The 4 different types of workplace violence: how to identify and address each one

Workplace violence is a real problem the healthcare industry faces. However, violence may look different depending on each facility and context. That’s why there is a typology that identifies 4 different types of violence at the workplace. 

Identifying each one can help management and healthcare providers address it in a more efficient way as specific solutions can be implemented depending on which type of violence we are dealing with. This blog aims to provide a guide for you to know how workplace violence can look like and what to do about it.    

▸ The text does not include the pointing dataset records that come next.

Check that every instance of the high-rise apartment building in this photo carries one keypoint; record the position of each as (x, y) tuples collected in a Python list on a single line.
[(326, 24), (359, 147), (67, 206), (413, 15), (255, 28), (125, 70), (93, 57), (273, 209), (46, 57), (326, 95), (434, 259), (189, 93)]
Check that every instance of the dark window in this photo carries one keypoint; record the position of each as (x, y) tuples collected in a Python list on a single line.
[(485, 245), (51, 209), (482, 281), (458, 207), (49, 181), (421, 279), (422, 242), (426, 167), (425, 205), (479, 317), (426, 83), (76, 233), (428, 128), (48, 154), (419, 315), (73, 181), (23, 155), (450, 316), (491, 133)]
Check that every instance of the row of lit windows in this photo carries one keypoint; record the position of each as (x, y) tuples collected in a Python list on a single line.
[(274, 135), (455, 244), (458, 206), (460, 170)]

1. Criminal Type: Robbery or similar crimes in the workplace. 

How to identify it: 

  • The perpetrator does not have any legitimate relationship with the hospital.
  • It can be robbery, shoplifting, and trespassing. 
  • A weapon is often involved, increasing the risk of fatal injury. 
  • Doctors, nurses and staff working late night hours and/or working alone are at greatest risk.

How to address it: 

  1. Provide adequate lighting in entrances and exits to avoid “blind spots”
  2. Security hardware as camera systems or alarms need to be strategically installed and working properly. 
  3. Develop programs, policies and work practices to promote a safe working environment. 
  4. Always recognize, respond and evaluate with your workers post-incident. 
  5. Training is key for prevention.

    2. Customer/Client Type: One of the most common in healthcare. 

    How to identify it:

    • The perpetrator is a patient or someone that knows the worker.
    • The violent act generally occurs when the service is being provided, during the worker’s normal duties.
    • The risk of this type of violence increases to mental health, home health care or ER workers. 

    How to address it:

    1. Enhance physical security and protection, work with specialized companies in the matter.  
    2. Have a team-oriented action plan to implement a proactive approach and increase chances of effective response. 
    3. Establish a “zero tolerance” policy and encourage reporting. 
    4. Train employees to promote recognition of hazards and appropriate response. 

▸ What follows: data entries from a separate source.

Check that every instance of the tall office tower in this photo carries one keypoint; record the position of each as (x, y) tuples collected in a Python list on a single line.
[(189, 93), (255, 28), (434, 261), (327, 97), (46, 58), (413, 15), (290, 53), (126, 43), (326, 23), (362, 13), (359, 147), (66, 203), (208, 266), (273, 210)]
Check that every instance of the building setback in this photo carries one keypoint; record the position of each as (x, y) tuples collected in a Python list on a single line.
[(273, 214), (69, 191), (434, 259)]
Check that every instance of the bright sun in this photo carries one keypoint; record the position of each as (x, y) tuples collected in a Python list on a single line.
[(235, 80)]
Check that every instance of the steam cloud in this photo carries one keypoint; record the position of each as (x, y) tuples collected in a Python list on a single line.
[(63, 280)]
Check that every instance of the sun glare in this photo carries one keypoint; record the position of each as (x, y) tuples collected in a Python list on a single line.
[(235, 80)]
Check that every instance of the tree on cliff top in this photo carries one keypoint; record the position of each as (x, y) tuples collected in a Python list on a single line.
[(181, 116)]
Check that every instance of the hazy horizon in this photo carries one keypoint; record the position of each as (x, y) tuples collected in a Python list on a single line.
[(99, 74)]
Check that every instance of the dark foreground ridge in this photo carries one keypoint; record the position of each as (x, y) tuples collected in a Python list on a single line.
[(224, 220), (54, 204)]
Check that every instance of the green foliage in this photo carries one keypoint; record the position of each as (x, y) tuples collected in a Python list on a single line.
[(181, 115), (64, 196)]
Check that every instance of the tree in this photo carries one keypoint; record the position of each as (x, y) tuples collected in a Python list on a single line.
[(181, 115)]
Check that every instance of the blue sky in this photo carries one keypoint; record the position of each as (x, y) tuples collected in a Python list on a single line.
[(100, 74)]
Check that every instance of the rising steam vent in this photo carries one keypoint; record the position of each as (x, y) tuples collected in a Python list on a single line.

    3. Worker-on-worker Type: Violence among co-workers. 

    In some cases, these incidents can take place after a series of increasingly hostile behaviors from the perpetrator.

    How to identify it:

    • Harm is done by an employee or former employee.
    • The motivating factor is often one or a series of interpersonal or work-related disputes.

    How to address it:

    1. Avoid overreacting or underreacting so as not to exacerbate the problem. 
    2. Employers may face “negligent hiring” lawsuits or other types of legal problems. Therefore, it's recommended that HR is highly involved in the hiring process so that a screening is conducted to identify potentially high-risk employees. 

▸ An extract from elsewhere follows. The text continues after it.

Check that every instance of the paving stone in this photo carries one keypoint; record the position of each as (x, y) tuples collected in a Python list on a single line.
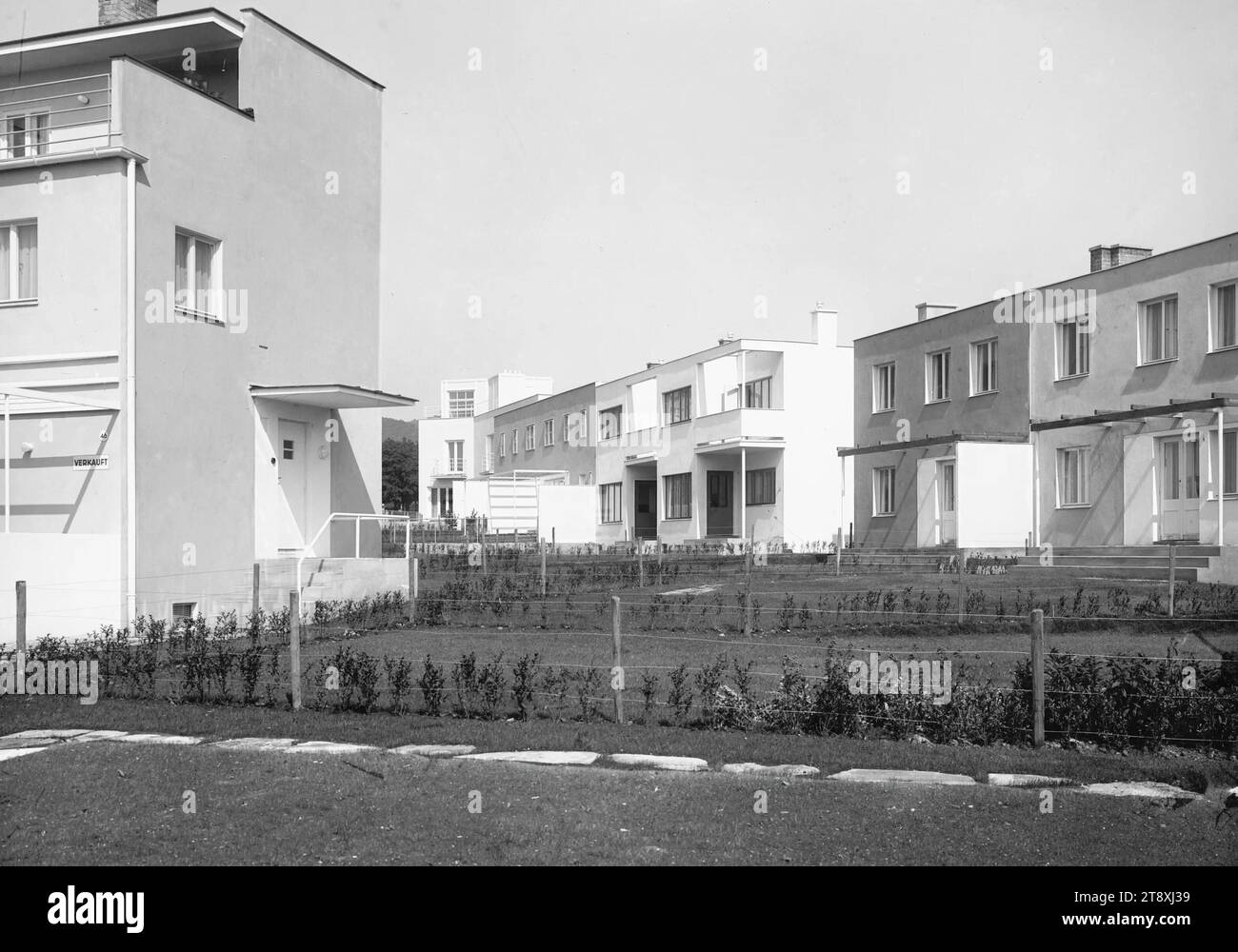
[(903, 776), (771, 769), (659, 762), (159, 739), (329, 746), (537, 757), (256, 743), (433, 749), (1027, 780), (1143, 788), (12, 753)]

    4. Personal Relationship Type: Personal relationship outside the workplace.

    Even though this type of violence does not always occur at the workplace, it has an effect on the workplace environment and employee wellness. 

    How to identify it:

    • High absenteeism and low productivity of the worker. 
    • The abuser may appear at the workplace from time to time to engage in hostile behavior. 
    • Even when both are at risk, women are targeted more often than men. 
    • This category includes victims of domestic violence, assaulted or threatened while at work.

    How to address it:

    1. Create Employee Assistance Programs (EAPs) to provide intervention and help to the workers in need. 
    2. Look out if legal barriers exist for early interventions. 

    Anyone can be a victim of violence and it affects everyone in the workplace, that’s why it is important to understand how it can happen and what to do about it. Together, we can protect each other.